One of the issues is not reducing the amount of grants, but where the grants should go, which I am happy to discuss separately with the hon. Gentleman, as I need to make progress due to lack of time. There are questions: for example, should hybrid cars receive the same grant as all electric cars? I would be delighted to meet him to talk this through, formally or informally.

I want to stress the importance that the automotive industry has to us with regard to the future. My hon. Friend Gillian Keegan, while stressing frictionless trade, mentioned Rolls-Royce in her constituency and how it might appear as a small blob on a map compared to vast production, but it is critically important to the country and the local economy. I would be happy to accept her kind invitation to visit with her.

Investment generally in the UK auto industry is important to us. The industrial strategy and landmark automotive sector deal show how the Government can work with industry at the forefront of new technologies, to ensure that we remain the destination of choice for future investment decisions. There was good news, which hon. Members have mentioned, about the Luton plant with the Vivaro vans. Toyota announced that it will build the next generation Auris in Derbyshire. Those decisions are not to be sneered at, but are important. While I accept that decisions are made over a long period, I think that 10-year decisions for any significant investments are also important, but they can be pulled. Like any decisions, a company can decide to do that at the last minute for whatever reason it wants—for example, if it is short of money or if there is uncertainty in the market or points are raised about Brexit. Although they are long-term decisions, they are not decisions until they are finally made. BMW’s investment in the electric Mini and Nissan’s investment in Sunderland mean that since 2016, this country has won every single competitive model allocation decision by major car manufacturers. That does not mean we can take it for granted.

I would like to speak for an hour on the EU exit issue. I cannot, however, due to your quite rightly ruthless chairing, Mr Bone. The Government have reached an agreement on the terms of the implementation period, but we have to plan for all scenarios. I have a lot of confidence that we will leave with a deal and that a no-deal scenario in March 2019, which I think would be disastrous for the automotive industry—I am happy for that to be on record and will defend it to anybody—is significantly less likely. I hope that it is totally unlikely. I hope that it does not happen and I believe that it will not happen. There needs to be a competitive market as part of a European-wide industry. It has been a huge success. It was Mrs Thatcher who persuaded many of the Japanese firms to invest here, because of the market that they would be involved in. Whatever hon. Members’ different views about Mrs Thatcher are, I think that they will all agree that that has been a good thing for the country.

Our vision for the UK is clear. We are seeking a comprehensive solution, which includes most of the things that the industry wants, such as vehicle standards, one series of approvals and simple, frictionless movement for parts and labour, where it is required in the industry.
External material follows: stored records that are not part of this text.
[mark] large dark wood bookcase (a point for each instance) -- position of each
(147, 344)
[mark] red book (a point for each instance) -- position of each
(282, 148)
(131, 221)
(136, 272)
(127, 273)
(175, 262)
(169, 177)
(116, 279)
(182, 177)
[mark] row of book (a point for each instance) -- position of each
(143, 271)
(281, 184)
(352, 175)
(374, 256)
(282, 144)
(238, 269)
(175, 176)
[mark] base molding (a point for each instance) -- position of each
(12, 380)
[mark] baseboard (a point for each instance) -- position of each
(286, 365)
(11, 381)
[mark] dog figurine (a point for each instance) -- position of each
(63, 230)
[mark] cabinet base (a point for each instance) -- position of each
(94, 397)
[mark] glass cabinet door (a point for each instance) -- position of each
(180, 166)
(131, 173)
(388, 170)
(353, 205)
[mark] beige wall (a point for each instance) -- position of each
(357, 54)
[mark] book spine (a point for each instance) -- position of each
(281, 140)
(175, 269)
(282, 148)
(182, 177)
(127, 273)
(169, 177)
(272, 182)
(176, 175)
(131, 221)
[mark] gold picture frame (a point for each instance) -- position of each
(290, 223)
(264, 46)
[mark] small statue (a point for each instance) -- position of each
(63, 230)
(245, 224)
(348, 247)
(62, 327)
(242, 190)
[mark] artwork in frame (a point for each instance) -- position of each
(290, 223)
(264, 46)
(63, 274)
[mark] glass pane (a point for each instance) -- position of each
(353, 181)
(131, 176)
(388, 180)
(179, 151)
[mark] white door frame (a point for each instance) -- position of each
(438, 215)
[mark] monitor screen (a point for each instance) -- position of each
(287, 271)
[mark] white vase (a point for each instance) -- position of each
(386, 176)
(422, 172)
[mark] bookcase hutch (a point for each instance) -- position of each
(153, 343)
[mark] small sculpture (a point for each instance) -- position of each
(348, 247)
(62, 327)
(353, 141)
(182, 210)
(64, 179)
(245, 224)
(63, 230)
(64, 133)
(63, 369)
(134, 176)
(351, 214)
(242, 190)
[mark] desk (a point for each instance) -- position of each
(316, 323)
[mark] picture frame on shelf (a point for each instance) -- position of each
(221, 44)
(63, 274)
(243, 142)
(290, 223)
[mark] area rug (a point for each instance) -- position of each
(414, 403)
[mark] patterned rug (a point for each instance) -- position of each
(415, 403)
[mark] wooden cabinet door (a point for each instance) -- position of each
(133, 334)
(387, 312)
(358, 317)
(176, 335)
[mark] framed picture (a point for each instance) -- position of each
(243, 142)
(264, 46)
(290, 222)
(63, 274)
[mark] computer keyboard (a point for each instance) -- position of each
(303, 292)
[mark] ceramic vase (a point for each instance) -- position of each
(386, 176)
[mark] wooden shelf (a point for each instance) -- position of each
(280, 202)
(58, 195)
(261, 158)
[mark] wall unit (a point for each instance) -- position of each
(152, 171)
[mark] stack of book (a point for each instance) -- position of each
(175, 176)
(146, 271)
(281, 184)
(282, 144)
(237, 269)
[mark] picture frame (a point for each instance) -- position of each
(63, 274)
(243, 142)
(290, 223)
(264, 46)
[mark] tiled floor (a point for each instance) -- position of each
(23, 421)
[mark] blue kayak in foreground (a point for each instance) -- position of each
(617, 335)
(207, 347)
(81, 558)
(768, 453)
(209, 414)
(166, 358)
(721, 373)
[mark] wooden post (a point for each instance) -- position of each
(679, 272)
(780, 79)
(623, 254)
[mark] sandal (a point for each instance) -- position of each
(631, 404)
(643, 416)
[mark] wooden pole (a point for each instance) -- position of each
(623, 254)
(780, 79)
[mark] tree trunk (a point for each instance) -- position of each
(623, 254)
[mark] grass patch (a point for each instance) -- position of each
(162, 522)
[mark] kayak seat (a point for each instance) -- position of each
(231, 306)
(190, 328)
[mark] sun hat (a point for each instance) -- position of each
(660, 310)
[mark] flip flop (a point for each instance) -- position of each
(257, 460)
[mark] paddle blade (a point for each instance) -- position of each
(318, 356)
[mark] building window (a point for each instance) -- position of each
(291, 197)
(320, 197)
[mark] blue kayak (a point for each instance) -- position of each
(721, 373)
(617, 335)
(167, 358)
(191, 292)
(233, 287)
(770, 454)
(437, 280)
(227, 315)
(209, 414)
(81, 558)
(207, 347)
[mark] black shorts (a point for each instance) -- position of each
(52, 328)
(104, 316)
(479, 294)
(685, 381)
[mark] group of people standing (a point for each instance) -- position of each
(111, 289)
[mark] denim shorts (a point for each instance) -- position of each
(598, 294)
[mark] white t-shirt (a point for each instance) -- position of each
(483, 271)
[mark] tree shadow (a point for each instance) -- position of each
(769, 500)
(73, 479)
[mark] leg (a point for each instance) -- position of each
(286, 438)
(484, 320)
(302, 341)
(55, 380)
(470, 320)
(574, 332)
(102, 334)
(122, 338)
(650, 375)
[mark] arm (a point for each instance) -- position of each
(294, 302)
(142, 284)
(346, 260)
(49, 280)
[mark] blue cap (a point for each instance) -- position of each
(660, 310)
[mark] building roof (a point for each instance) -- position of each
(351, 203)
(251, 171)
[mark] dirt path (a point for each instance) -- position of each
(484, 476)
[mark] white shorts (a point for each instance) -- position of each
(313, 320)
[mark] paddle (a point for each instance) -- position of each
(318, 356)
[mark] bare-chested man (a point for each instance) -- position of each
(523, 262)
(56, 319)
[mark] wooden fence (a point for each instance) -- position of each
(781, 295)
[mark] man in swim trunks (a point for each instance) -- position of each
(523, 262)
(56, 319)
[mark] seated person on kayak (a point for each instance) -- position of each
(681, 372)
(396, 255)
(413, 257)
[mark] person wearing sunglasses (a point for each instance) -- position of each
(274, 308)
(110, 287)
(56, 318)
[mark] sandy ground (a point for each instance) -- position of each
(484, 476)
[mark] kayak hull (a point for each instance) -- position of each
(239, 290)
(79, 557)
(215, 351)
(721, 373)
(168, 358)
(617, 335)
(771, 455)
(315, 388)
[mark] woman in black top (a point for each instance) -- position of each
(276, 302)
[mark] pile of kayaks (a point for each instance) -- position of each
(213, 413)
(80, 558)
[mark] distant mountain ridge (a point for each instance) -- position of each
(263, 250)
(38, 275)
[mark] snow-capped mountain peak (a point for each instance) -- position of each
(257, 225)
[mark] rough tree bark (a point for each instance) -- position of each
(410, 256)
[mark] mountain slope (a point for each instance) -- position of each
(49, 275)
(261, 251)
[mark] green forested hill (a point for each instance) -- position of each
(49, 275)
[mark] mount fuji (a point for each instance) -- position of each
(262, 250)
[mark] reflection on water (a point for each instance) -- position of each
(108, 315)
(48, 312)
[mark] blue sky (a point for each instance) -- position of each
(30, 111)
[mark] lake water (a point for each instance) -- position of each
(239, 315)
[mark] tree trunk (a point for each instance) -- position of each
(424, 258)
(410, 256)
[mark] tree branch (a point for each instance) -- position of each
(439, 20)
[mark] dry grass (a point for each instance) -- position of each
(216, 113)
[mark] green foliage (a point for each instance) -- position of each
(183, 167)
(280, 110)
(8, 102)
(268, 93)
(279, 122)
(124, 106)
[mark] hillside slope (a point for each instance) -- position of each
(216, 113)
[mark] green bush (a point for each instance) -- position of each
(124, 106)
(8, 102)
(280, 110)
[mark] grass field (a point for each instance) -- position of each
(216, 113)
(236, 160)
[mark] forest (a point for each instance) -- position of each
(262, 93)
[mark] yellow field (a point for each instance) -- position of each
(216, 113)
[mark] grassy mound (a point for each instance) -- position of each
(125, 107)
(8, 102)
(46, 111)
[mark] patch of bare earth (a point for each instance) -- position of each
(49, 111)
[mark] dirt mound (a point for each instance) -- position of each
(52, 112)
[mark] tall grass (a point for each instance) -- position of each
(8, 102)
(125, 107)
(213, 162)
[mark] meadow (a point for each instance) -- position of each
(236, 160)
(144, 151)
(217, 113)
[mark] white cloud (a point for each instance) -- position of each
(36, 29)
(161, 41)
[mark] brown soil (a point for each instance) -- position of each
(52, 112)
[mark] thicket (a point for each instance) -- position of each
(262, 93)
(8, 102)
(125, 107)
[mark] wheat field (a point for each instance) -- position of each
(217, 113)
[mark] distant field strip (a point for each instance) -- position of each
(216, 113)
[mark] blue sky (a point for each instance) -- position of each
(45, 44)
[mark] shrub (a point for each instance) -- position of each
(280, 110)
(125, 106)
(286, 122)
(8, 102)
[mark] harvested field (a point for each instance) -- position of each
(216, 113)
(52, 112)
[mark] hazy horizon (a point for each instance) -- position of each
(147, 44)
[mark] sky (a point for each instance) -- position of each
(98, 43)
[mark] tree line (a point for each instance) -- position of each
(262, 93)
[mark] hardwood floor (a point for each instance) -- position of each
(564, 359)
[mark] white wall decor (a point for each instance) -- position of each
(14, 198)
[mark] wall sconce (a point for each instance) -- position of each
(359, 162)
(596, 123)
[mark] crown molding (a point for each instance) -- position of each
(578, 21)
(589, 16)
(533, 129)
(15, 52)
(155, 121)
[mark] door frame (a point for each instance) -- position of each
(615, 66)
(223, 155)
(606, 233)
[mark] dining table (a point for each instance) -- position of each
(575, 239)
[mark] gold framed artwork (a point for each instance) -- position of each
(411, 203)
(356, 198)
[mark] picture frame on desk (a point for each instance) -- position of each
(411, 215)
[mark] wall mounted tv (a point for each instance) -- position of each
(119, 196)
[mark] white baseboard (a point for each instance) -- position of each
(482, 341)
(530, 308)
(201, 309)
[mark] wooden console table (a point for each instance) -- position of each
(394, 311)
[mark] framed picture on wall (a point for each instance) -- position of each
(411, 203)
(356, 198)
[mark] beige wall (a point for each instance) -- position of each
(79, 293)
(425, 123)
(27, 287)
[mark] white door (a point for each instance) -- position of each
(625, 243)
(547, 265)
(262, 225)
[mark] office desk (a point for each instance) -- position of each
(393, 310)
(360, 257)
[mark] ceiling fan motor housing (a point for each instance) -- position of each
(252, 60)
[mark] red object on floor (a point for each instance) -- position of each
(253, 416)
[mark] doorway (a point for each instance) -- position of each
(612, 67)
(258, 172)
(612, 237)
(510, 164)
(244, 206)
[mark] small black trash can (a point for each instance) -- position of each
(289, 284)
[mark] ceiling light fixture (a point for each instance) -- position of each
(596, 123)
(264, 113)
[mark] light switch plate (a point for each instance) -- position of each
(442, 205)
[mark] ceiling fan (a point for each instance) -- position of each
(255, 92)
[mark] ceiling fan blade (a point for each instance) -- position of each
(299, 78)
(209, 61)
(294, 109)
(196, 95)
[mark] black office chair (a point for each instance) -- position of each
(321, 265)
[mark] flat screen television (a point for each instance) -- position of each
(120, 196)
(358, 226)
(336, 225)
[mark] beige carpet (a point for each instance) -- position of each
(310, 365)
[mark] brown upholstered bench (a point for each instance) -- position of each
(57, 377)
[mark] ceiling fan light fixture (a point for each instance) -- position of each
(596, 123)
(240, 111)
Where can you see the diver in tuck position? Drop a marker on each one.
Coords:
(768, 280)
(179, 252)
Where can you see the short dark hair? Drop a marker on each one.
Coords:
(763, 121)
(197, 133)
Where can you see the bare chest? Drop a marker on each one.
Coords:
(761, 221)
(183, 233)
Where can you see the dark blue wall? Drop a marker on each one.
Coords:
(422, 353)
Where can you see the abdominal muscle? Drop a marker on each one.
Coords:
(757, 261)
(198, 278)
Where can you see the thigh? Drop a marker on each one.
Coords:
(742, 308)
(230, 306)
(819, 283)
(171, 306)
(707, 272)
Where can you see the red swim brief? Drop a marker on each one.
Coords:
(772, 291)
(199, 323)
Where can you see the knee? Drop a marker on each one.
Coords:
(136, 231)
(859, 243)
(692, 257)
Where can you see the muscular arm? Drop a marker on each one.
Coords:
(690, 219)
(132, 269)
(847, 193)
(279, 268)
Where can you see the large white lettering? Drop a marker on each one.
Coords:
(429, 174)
We are pleased that the Government are producing a White Paper, which will set out in detail the UK’s position on a future relationship. I think that it will be significant and show the exact terms of the relationship we are seeking with the EU and our preferred option for the future customs relationship, providing detail on precisely these issues, such as tariffs, rules of origin and mutual recognition, which are important to the industry.

I am happy to take up this discussion afterwards. I am meeting Justin Madders and others later today, and I am happy to meet any hon. Member to talk in more detail about this complex issue. In conclusion, hon. Members should know how strong the automotive sector is for us. We are a strong manufacturing nation. I believe that we will be a lot stronger. I thank everyone for their attention today.